Evaluation results show significant limitations of current models: In open-ended questions, the optimal o1 model achieves an overall accuracy of only 51.40% (as low as 38.73% for poster categories), while GPT-4o reaches 33.14%; open-source models are even weaker, with Qwen2.5-VL-7B (17.60%), LLaVA-NeXT-7B (14.70%), and InternVL2.5-8B (14.23%). Model performance slightly improves in multiple-choice settings (o1 reaches 52.15%, GPT-4o reaches 47.75%), but still falls far short of practical application requirements.

## Technical Challenges and Future Research Directions

MMIR reveals key challenges: 1. Insufficient fine-grained visual understanding, making it hard to capture image details; 2. Cross-modal alignment bias, with imprecise matching between visual features and linguistic semantics; 3. Broken reasoning chains, poor maintenance of consistency in long logical chains; 4. Domain knowledge dependency, insufficient specific background knowledge affecting judgment. Continuous breakthroughs are needed in these directions in the future.

## Industry Application Insights: Capability Boundaries and Improvement Paths

The industry needs to recognize the current capability boundaries of models and retain manual review in key scenarios like content moderation and fact-checking. Meanwhile, targeted fine-tuning using the MMIR dataset can improve models' inconsistency detection capabilities—this dataset has been open-sourced for community exploration.
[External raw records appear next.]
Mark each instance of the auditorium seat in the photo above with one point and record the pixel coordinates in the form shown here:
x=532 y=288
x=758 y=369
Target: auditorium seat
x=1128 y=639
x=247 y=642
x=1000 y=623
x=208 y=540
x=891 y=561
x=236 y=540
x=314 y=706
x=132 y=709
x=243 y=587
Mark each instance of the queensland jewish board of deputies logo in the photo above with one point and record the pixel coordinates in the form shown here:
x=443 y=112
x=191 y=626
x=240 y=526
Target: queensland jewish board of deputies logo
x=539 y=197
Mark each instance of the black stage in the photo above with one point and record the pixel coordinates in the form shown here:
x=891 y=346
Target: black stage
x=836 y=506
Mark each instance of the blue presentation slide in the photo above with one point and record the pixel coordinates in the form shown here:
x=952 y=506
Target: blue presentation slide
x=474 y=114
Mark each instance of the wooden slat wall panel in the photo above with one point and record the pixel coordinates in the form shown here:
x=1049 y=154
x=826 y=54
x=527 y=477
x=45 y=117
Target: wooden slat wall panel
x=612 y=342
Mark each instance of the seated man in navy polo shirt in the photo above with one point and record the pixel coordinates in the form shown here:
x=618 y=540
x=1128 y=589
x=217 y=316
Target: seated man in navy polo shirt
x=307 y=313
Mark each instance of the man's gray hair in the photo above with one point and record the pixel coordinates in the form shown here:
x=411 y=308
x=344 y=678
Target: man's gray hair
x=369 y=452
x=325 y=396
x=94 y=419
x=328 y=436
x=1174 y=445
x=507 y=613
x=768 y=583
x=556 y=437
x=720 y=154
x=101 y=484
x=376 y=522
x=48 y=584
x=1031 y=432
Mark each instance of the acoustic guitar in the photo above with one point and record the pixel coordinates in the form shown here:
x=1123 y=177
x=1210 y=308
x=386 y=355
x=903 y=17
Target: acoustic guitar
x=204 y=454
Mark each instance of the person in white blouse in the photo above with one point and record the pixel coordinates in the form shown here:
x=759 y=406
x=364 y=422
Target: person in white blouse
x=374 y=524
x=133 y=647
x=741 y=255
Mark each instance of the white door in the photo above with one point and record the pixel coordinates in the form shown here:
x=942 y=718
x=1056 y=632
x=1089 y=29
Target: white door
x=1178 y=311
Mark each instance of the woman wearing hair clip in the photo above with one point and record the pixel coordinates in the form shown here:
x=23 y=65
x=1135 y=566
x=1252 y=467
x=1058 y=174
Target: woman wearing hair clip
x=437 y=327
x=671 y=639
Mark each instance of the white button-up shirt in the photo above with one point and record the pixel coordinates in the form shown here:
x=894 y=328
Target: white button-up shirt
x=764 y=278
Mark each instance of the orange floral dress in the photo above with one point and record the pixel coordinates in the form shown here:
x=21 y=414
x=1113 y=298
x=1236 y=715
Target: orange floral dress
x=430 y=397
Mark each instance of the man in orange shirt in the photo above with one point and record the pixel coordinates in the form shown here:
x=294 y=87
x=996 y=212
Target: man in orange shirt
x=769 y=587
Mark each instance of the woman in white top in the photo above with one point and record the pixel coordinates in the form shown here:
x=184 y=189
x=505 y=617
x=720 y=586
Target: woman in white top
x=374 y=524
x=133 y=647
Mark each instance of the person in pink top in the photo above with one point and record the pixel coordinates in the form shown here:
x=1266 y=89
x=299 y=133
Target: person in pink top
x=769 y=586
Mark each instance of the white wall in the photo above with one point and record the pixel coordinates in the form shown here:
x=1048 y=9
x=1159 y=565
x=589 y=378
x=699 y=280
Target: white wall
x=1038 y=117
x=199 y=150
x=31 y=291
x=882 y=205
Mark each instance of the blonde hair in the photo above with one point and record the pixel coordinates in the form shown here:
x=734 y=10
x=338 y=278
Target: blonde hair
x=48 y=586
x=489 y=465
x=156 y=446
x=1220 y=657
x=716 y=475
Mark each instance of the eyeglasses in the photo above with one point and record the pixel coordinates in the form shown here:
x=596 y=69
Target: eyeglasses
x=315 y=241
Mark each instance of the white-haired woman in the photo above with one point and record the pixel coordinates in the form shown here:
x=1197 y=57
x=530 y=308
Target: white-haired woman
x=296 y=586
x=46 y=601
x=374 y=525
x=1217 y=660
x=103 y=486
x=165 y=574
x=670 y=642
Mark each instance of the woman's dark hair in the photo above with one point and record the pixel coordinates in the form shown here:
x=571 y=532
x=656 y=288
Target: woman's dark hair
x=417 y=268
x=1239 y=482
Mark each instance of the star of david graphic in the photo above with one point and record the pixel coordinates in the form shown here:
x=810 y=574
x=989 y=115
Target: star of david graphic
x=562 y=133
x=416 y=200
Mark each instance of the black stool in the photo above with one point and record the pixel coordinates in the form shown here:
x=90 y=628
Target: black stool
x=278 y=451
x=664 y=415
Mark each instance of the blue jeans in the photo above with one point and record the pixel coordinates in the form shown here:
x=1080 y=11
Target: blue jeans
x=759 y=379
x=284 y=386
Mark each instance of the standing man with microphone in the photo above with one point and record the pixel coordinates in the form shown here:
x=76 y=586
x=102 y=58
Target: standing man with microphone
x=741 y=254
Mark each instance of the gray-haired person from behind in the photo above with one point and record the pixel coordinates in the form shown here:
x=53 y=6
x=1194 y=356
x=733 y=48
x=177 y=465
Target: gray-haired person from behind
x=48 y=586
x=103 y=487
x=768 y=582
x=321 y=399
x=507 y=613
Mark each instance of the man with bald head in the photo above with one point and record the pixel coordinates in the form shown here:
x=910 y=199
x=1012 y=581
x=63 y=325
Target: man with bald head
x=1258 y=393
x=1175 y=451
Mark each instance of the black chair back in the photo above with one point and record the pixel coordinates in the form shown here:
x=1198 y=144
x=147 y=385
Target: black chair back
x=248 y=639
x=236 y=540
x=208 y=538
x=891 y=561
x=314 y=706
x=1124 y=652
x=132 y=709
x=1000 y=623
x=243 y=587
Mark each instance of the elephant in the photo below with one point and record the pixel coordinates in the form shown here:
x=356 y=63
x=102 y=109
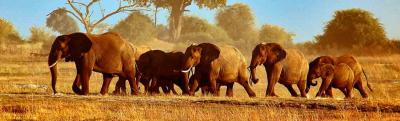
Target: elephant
x=349 y=60
x=216 y=65
x=340 y=76
x=284 y=66
x=164 y=70
x=120 y=85
x=106 y=53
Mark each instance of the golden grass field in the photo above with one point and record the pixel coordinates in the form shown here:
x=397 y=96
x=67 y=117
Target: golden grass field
x=25 y=94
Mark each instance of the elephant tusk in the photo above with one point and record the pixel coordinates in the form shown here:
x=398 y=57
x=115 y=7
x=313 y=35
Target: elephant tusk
x=185 y=71
x=52 y=65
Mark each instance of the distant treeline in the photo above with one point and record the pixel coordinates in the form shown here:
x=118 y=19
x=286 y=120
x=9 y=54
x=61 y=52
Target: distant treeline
x=353 y=31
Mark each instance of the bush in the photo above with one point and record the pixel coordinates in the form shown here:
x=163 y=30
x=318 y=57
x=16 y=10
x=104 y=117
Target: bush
x=42 y=35
x=8 y=33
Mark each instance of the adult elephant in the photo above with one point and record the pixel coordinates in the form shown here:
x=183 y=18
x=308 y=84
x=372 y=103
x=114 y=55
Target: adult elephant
x=164 y=70
x=350 y=60
x=120 y=87
x=106 y=53
x=284 y=66
x=213 y=65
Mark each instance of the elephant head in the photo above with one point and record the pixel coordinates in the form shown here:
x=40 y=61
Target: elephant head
x=319 y=67
x=267 y=54
x=71 y=47
x=202 y=54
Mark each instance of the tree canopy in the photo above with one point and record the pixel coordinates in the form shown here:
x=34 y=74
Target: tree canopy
x=177 y=7
x=352 y=28
x=8 y=33
x=61 y=22
x=136 y=27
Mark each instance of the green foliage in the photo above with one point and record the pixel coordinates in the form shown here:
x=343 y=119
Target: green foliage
x=276 y=34
x=352 y=29
x=61 y=22
x=8 y=33
x=238 y=21
x=137 y=28
x=42 y=34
## Summary and Outlook: A New Milestone in Multimodal Evaluation

The MMIR benchmark provides a standardized evaluation tool for the inconsistency reasoning capabilities of MLLMs. Current model performance indicates this field remains challenging; future breakthroughs are needed in fine-grained visual understanding, precise cross-modal alignment, and long-chain logical reasoning to achieve reliable multimodal intelligent systems.